7. High-Level Architecture
Components (markdown):
- Event Collection: client SDKs -> streaming layer (Kafka) -> raw event lake.
- Preprocessing: streaming ETL -> cleaning, deduplication, enrichment (user segments), produce parquet/columnar tables.
- Feature Store: online (low-latency) and offline (training) feature stores.
- Offline Evaluator: batch job framework (Spark/Beam) to compute KPIs, cohort metrics, counterfactual replay.
- Experiment Platform: traffic split, assignment service, treatment enforcement, logging of exposure and outcomes.
- Online Evaluator / Real-time Metrics: near-real-time aggregations for monitoring and alerts.
- Model Evaluation: scoring pipelines to produce pred distributions, calibration checks, uplift modeling.
- Reporting & Dashboarding: BI layer and alerting.
Data flow: events -> preprocess -> feature store / offline tables -> evaluator & model scoring -> dashboards/experiments.
8. Detailed Design Decisions
Key decisions and rationale:
- Metrics: prioritize a small set (CTR, CVR, ROAS, long-term retention, quality score). ROAS and long-term metrics prevent short-term click-chasing.
- Attribution model: support multiple (last-click, multi-touch, algorithmic) and record attribution metadata; choose algorithmic attribution for final billing when possible.
- Offline evaluation: use counterfactual policy evaluation (IPS, doubly robust) to estimate new-ranker impact from logged data.
- Experimentation: run randomized A/B tests for causal inference; use stratified randomization by region/device/segment to reduce variance.
- ML evaluation: report calibration, AUC, precision-recall, and business metrics (predicted vs. actual ROAS). Use uplift and policy learning metrics for ranking policies.
- Data quality: enforce schema checks, anomaly detection, and backfilling policies.
- Privacy: rely on hashed identifiers, aggregate-level reporting, and DP mechanisms for public releases.
Trade-offs: counterfactual methods reduce cost of online tests but need accurate propensities; A/B tests are gold standard but expensive and time-consuming.
9. Bottlenecks & Scaling
- Event ingestion throughput: shard Kafka topics, provision consumers, backpressure strategies.
- Storage cost: retain raw events for a bounded period and store compressed aggregated rollups long-term.
- Join complexity: user-feature joins at scale; use precomputed feature vectors and online feature caching.
- Variance in experiments: low-signal metrics (conversions) need larger sample sizes—use sequential testing and pre-registered analysis plans.

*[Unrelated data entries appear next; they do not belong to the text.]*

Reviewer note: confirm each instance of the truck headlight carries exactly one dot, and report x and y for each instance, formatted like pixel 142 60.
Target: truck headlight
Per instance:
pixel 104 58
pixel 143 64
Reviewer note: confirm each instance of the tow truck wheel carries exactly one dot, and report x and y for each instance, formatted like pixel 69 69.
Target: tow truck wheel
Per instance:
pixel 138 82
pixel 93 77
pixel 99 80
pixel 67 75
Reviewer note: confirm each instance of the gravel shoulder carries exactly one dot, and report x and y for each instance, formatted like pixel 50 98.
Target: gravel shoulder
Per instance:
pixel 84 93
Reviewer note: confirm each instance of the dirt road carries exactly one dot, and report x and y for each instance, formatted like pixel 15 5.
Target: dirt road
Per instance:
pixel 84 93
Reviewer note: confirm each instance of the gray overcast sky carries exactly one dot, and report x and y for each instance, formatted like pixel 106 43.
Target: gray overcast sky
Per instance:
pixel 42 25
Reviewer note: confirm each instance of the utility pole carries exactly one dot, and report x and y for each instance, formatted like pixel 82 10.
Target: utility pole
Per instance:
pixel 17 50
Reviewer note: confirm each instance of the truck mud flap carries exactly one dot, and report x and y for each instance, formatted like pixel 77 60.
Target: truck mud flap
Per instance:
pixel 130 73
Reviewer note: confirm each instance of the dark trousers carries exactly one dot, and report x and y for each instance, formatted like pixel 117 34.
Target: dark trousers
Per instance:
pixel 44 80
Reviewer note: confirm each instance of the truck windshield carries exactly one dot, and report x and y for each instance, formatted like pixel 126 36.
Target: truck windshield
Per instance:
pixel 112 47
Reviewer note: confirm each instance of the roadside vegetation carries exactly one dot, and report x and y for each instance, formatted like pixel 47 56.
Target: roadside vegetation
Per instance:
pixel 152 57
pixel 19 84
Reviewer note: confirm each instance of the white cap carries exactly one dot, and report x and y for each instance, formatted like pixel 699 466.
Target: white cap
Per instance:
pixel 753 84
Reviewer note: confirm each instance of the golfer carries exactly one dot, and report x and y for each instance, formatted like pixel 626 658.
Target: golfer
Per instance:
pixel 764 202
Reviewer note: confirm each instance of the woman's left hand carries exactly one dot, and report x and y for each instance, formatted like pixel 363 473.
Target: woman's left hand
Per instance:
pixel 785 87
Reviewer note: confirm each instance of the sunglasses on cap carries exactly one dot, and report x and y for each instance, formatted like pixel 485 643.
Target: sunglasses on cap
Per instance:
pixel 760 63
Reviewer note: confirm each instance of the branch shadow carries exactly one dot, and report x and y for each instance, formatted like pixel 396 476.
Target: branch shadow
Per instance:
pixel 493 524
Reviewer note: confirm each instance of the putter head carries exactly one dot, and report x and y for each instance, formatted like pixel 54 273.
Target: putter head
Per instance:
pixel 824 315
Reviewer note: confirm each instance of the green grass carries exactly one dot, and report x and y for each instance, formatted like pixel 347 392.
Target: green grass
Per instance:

- Real-time metrics freshness vs. cost: provide tiered SLAs (real-time for monitoring, hourly for analysis).
Mitigations: sampling frameworks, approximate algorithms (HyperLogLog), partitioned compute, autoscaling, and efficient columnar formats.
10. Follow-up Questions / Extensions
- How to evaluate long-term impact (e.g., user lifetime value) vs. short-term conversions?
- Should we integrate counterfactual policy learning (offline RL) into the evaluation pipeline?
- How to surface explainability for advertisers (why an ad ranked lower)?
- How to incorporate creative quality (NLP/image scoring) into ranking metrics?
- Can we use multi-armed bandits for exploration while minimizing regret?
- What privacy-preserving ML techniques (federated learning, differential privacy) should be adopted?
11. Wrap-up
An effective evaluation framework combines clear business KPIs, robust data pipelines, both offline counterfactual and online randomized evaluations, model-centric metrics, and operational monitoring. Emphasize reproducibility, privacy, and iterative improvements (A/B tests -> model updates -> re-evaluation). Provide clear dashboards and communicate trade-offs to stakeholders.